MIAMI • Adam Scott's one-shot victory at the Honda Classic in Florida on Sunday earned him not only a 12th PGA Tour title but also the best possible validation that his revised putting technique is now paying off.
With a ban on anchoring putters to the chin or chest coming into effect this year, the Australian had tried to wean himself off his broomstick putter during his campaign last year but experienced several setbacks.
The 35-year-old returned to the comforts of the longer putter in golf's biggest events when the pressure was at its most intense before committing for good to the conventional stick at the Presidents Cup in October, when he again struggled.

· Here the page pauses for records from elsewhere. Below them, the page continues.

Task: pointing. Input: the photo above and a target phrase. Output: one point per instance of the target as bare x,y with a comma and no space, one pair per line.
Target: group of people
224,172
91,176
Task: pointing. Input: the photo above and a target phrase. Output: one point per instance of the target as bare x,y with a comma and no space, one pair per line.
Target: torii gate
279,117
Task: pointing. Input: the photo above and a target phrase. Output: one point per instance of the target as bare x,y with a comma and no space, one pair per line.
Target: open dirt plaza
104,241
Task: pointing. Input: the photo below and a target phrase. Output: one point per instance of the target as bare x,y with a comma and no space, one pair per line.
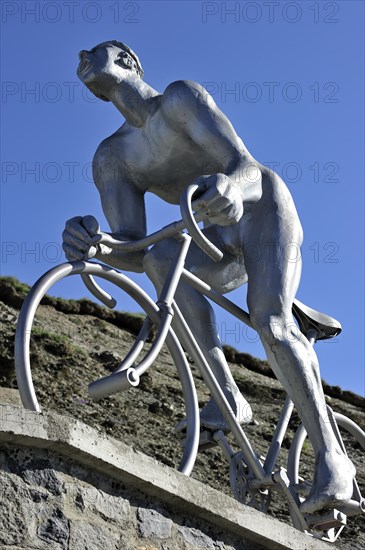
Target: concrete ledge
104,454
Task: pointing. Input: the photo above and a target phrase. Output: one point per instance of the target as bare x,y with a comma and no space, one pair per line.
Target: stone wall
67,486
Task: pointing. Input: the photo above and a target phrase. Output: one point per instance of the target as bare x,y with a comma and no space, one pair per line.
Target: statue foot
333,482
212,419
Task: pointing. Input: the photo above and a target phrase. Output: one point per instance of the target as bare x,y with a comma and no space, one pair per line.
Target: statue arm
190,106
124,208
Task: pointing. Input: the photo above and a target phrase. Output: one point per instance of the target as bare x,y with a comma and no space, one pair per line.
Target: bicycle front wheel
25,323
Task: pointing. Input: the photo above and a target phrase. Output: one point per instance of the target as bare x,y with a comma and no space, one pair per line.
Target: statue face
101,66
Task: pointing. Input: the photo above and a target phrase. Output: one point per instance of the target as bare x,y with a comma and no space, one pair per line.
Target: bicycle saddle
308,318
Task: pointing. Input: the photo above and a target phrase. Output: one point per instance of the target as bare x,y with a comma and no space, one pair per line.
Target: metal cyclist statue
168,141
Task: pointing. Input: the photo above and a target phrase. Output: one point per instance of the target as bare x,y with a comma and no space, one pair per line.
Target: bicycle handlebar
189,221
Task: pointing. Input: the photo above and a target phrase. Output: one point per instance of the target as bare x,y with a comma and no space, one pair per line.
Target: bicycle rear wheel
301,463
24,328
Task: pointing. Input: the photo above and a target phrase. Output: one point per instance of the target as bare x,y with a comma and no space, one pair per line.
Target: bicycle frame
172,328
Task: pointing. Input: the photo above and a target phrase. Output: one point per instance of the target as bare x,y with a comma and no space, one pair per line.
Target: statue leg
273,278
201,320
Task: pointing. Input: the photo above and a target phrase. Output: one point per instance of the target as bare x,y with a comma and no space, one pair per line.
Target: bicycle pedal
328,520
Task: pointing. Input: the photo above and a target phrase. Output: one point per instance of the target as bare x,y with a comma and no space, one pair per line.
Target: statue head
105,64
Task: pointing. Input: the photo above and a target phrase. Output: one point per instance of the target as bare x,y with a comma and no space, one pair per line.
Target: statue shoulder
185,97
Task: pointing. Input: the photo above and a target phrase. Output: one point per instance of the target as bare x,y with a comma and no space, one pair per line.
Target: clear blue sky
289,75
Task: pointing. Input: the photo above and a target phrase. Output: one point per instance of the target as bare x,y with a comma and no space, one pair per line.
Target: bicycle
253,478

Gradually, though, the change bedded in and Scott, increasingly confident on the greens, produced three runner-up finishes in his last seven starts worldwide before winning at the Honda Classic, ending a title drought of almost two years.
"My game's come into a really good spot the back end of last year and now starting out this year," he told NBC Sports after carding a level-par 70 on the PGA National layout at Palm Beach Gardens to total a nine-under 271, beating Spaniard Sergio Garcia by one shot. Americans Justin Thomas (69) and Blayne Barber (70) shared a distant third on 275.
"We have been working hard to get it there because it was slipping a little bit, it was a bit loose last year. The consistency wasn't there. I have made some nice progress in all areas, especially noticeably on the greens, and it paid off this week."
Scott's putting statistics on the 2014-15 PGA Tour made for miserable reading as he finished 141st in total putting but last week on a very challenging Champion Course at PGA National, he oozed confidence.
He began the final round by sinking a 15-footer to birdie the par-four first and then buried a 10-footer at the fifth to move two strokes clear.
Several other birdie attempts during the day narrowly slid past the edge of the cup and Jack Nicklaus, who re-designed the Champion Course in 1990, paid tribute to the Australian's putting on the NBC telecast.
"His stroke is terrific," said Nicklaus, an 18-time Major champion. "He looks great over the putter and he is making his share of putts."